First, its predictions sometimes fail. Drosnin reports an elaborate prophecy of world war to have started on July 25, 1996, an event that did not transpire, and much of the book speculates about the deeper philosophical meaning of failed prophecies. For the believer, speculation is unnecessary. Failure means that the prophet is not from the Lord (Deuternomy 18:21-22) and therefore not to be trusted.

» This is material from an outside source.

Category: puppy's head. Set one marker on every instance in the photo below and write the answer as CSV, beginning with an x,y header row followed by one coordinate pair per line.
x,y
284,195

Second, the book exemplifies the human lust to seek out and believe a hidden meaning in the Scriptures while rejecting their open teaching. The Bible itself claims to be clear and patent to the believer. We do not need computers or statistical analysis to understand its message. It is God's communication to an unsophisticated people, a plain and simple message to confound the wise and mighty (1 Corinthians 1:26-29), hidden from the wise and prudent and revealed unto babes (Matthew 11:25). These are indeed "secret things" that "belong unto the Lord our God," but we are to be preoccupied with "those things which are revealed," and that not for abstract theological speculation but "that we may do" all that God commands us (Deuternomy 29:29). One who believes these testimonies will realize that even if the Bible contained hidden messages they would be less important than understanding and obeying the plain teachings of the text. Drosnin's attitude is just the opposite. He enthusiastically promotes the importance of hidden messages while rejecting the most explicit teachings of the Scriptures concerning the existence of God and the nature of his revelation.

This inconsistency between the "Bible Code method" and the plain sense of Scripture holds a warning for biblical studies in general. Some scholars feel that their particular specialty, arduously cultivated through years of graduate study and professional research, is essential to understanding the true message of the Bible and that those who ignore those arcane investigations will forever be ignorant. Biblical scholarship sounder than The Bible Code can indeed illuminate, clarify, and illustrate the plain teaching of the Bible, and it is a blessed privilege to have the time and training for formal exegesis. But such research is the icing on the cake, not the main course. It is not the key without which the Scriptures remain closed. Rather, it is supplementary to the personal reading and meditation that are the privilege of every believer.

In sum, the prophecies of The Bible Code result from the interplay between coincidental distributions of letters and investigative creativity. There is no scientific reason to believe them to be intentional messages encoded millennia ago. The method is fundamentally flawed philologically, mathematically, and theologically, and it is useless for serious exegesis. The book's popularity warns of the human weakness to prefer the hidden and sophisticated over the plain and simple. It exhorts us as believing scholars to pursue and package our work in a way that encourages lay people to diligence in their own interaction with the text rather than persuading them to surrender their individual theological discretion either to biblical scholars or to Bible decoders.